Homöopathische Hochpotenzglobuli sind keine "Arzneien"  - denn NIEMAND (auch kein "charmpagner") kann ein Arsen C30 Globuli anhand der Wirkung von einem Mercurius C1000 Globuli oder einer banalen Zuckerpille unterscheiden.

Wer als Homöopath anderes behauptet ohne es belegen zu können (und daran scheitern Homöopathen nun schon seit über 200 Jahren) belügt seine Patienten....

Kommentar von charmpagner ,

Ob homöopathische Mittel Arzneien sind, lege ich nicht fest - und du glücklicherweise auch nicht. Wir haben ja eine Europäische Union, in der das geregelt wird. Gummibärchen sind Nahrungsmittel, sie sind weder im europäischen Arzneibuch aufgeführt noch in einer sonstigen Pharmakopöe.

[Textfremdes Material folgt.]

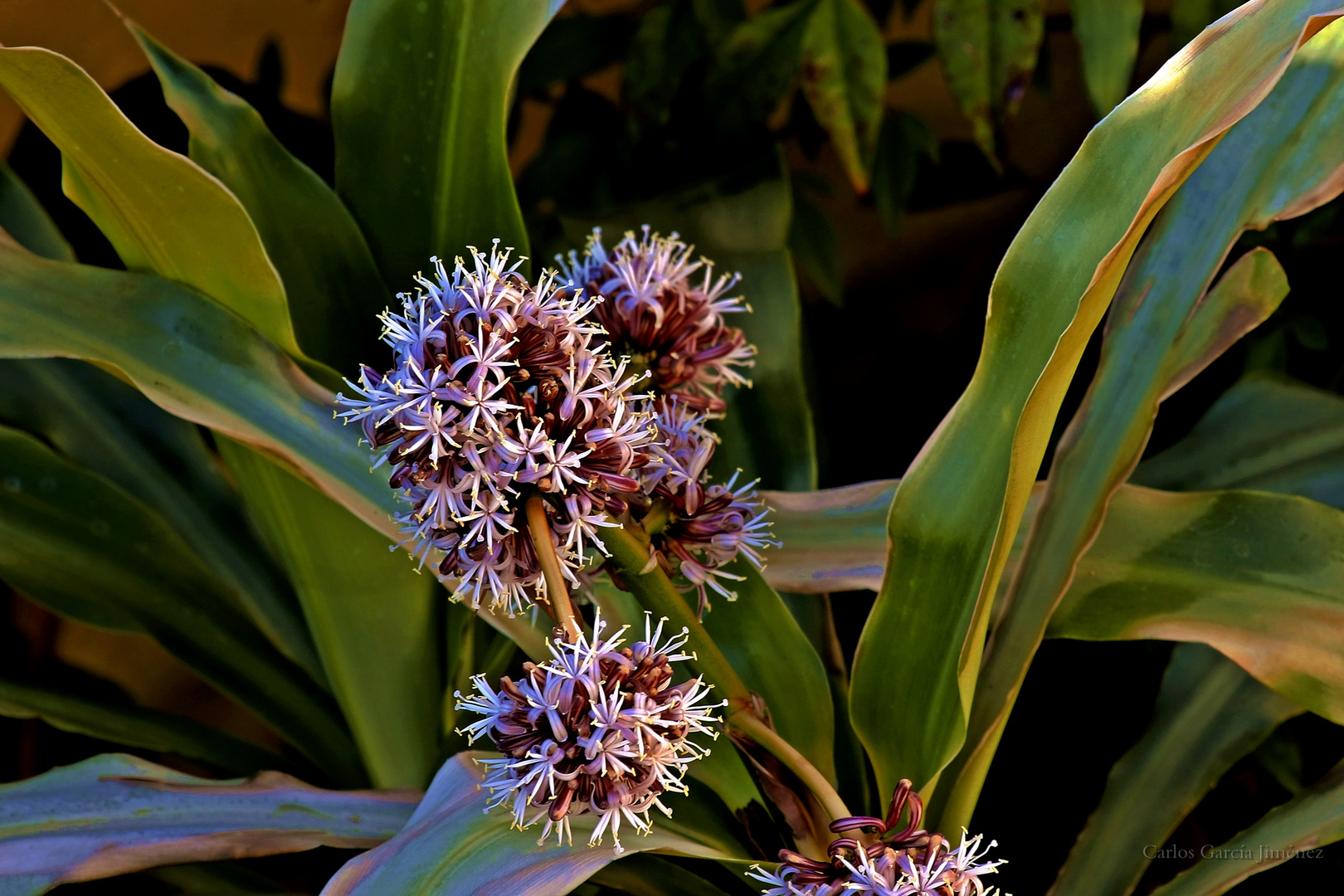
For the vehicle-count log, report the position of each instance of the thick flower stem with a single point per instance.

Du solltest mit deinen Äußerungen über dein gefühltes Halbwissen zurückhaltender sein.

Kommentar von MalNachgedacht ,

Und kannst Du nun die "Arzneimittel" Arsen C30 Globuli oder Mercurius C1000 Globuli anhand der Wirkung von einer banalen Zuckerpille unterscheiden?

Falls JA: 

könntest Du Millionen an Preisgeldern abkassieren die auf dieses Kunststück ausgesetzt sind:

https://www.psiram.com/ge/index.php/Preisgelder

Falls NEIN:

Mit welcher Begründung soll Arsen C30 Globuli ein Arzneimittel sein wenn es nicht besser oder auch nur erkennbar anders wirkt wie eine Zuckerpille?

Antwort
von maddie93, 61

Alles was Alkohol enthält ist tabu!!
Medikamente nie nehmen ohne das es mit dem Arzt abgeklärt ist. Diese können dem Kind schaden

Kommentar von maddie93 ,

hab mich verlesen sry

Kommentar von UltraSchoen ,

habe beide (Apis Mellifica C30 und Pulsatilla Q 18) schon genommen. Jetzt mach ich Sorge,wenn das Baby geschadet wird. Pulsatilla Q18 enhät 15 % Ethanol. Kann dem Baby etwas passieren. Bin in der 12. SSW.

Kommentar von maddie93 ,

Ich würde bei deinem frauenarzt anrufen und nachfragen wie es aussieht oder im beipackzettel nachlesen. So schnell schadet es dem Kind schon nicht. Ruf deshalb am besten so bald es geht an und frag nach :) ich frage auch lieber immer nach :)

Kommentar von carn112004 ,

Falls der Frauenarzt weiß, was Apis Mellifica C30 ist, und irgendwas anderes dazu sagt als "Machen sie sich überhaupt keine Sorgen, wegen der einmaligen Einnahme", sollte man sofort den Frauenarzt wechseln.

Kommentar von carn112004 ,

"Hocpotente" homöpathische Mittel ohne Alkohol KÖNNEN keinen Schaden verursachen.

Apis Mellifica C30 ist völlig unprolematisch.

Und solche mit Alkohol schaden eben soweit der Alkohol schadet; womit sie, sofern sie von dem Pulsatilla LM 18 nur ein paar ml genommen hat, sich wenig Sorgen machen braucht; sie sollte es halt nicht nochmal nehmen.